Materials and Methods
Doppler Ultrasound Characterization
Determination of uterine artery RI was performed in women attending a clinic for termination of pregnancy in the first trimester, as previously described,14,26 at the Fetal Medicine Unit, St. George's Hospital (London, UK). Ethics committee approval and full written consent were obtained. Inclusion criteria were singleton pregnancy, gestational age of 8 to 14 weeks, normal fetal anatomical features, and nuchal translucency thickness with no known maternal medical condition or history of recurrent miscarriage. High-resistance cases were defined as those with bilateral uterine diastolic notches and a mean RI >95th percentile. The presence of diastolic notches reduces the possible effect of an extremely lateral placental insertion, causing a unilateral high RI reading.27 Normal-resistance cases had a mean RI of <95th percentile. These resistance groups represent cases most (21%) and least (<1%) likely to have developed preeclampsia, respectively, had the pregnancy progressed.24,28
dNK Cell Isolation
Decidual tissue was minced and digested in serum-free M199 media containing 2 mg/mL collagenase and 0.1 mg/mL DNase overnight with constant agitation at room temperature. The supernatant was filtered, centrifuged, and resuspended in PBS (2% fetal calf serum) and layered onto Ficoll-Paque (GE Healthcare Life Sciences, Buckinghamshire, UK) to collect the buffy layer. Cells were resuspended in 10 mL dNK cell culture media [phenol red–free RPMI 1640 medium supplemented with 10% (v/v) fetal bovine serum (FBS), containing 2 mmol/L l-glutamine, 100 IU/mL penicillin, 100 μg/mL streptomycin, and 2.5 μg/mL amphotericin] and plated in a 37°C incubator for 15 minutes. Nonadherent cells containing the dNK cell fraction were counted by light microscopy, and dNK cells were purified using negative selection using a MagCellect Human NK Cell Isolation Kit (R&D Systems, Abingdon, UK), according to the manufacturer's instructions. Viability was assessed as measured by the Annexin V Apoptosis Detection Kit and propidium iodide (eBioscience, San Diego, CA) (Supplemental Figure S1). Purity, as measured by CD56+ cells, was, on average, 95.7% ± 0.92% and viability after 6 hours of culture was, on average, 84.6% ± 2.8%.
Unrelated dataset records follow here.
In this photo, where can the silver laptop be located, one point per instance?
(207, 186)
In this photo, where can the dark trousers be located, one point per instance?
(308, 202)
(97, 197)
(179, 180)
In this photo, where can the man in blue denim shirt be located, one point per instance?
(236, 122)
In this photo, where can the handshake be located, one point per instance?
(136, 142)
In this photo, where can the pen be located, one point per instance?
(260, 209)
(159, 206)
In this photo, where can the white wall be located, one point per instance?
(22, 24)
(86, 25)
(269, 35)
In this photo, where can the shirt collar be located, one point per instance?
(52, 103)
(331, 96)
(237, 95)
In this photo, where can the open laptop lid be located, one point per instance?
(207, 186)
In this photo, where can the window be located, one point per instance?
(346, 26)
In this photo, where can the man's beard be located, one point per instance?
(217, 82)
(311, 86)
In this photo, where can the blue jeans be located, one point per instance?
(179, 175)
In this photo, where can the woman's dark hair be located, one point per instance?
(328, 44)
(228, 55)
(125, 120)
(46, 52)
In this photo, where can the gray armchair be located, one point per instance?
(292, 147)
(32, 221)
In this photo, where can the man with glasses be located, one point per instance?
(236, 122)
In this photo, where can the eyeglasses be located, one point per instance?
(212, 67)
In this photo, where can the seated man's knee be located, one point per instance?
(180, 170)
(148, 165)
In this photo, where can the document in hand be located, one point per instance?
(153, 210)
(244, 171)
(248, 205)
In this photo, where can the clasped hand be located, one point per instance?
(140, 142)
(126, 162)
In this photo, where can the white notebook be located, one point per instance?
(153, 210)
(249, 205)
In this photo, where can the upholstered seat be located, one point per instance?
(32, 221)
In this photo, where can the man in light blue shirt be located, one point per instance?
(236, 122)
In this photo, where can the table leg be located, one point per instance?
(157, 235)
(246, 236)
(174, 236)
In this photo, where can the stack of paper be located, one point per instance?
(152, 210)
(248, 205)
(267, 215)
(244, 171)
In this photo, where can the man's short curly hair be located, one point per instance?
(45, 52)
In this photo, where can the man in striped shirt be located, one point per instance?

Cell Culture and Generation of Conditioned Media
Decidual natural killer cells were cultured in dNK culture media supplemented with 5 ng/mL IL-15 and 250 ng/mL stem cell factor (Peprotech, London, UK). The mean gestational ages of dNK cells used in these experiments are listed within the text and were not significantly different between normal and high RI groups. The human EVT cell line, SGHPL-4, was cultured in Hams F10 media supplemented with 10% (v/v) FBS, containing 2 mmol/L l-glutamine, 100 IU/mL penicillin, and 100 μg/mL streptomycin. These cells are well characterized and share many characteristics with isolated primary cells, including the expression of cytokeratin-7 and human leukocyte antigen-G.29,30 All cells were incubated with 95% air and 5% CO2 at 37°C in a humidified incubator.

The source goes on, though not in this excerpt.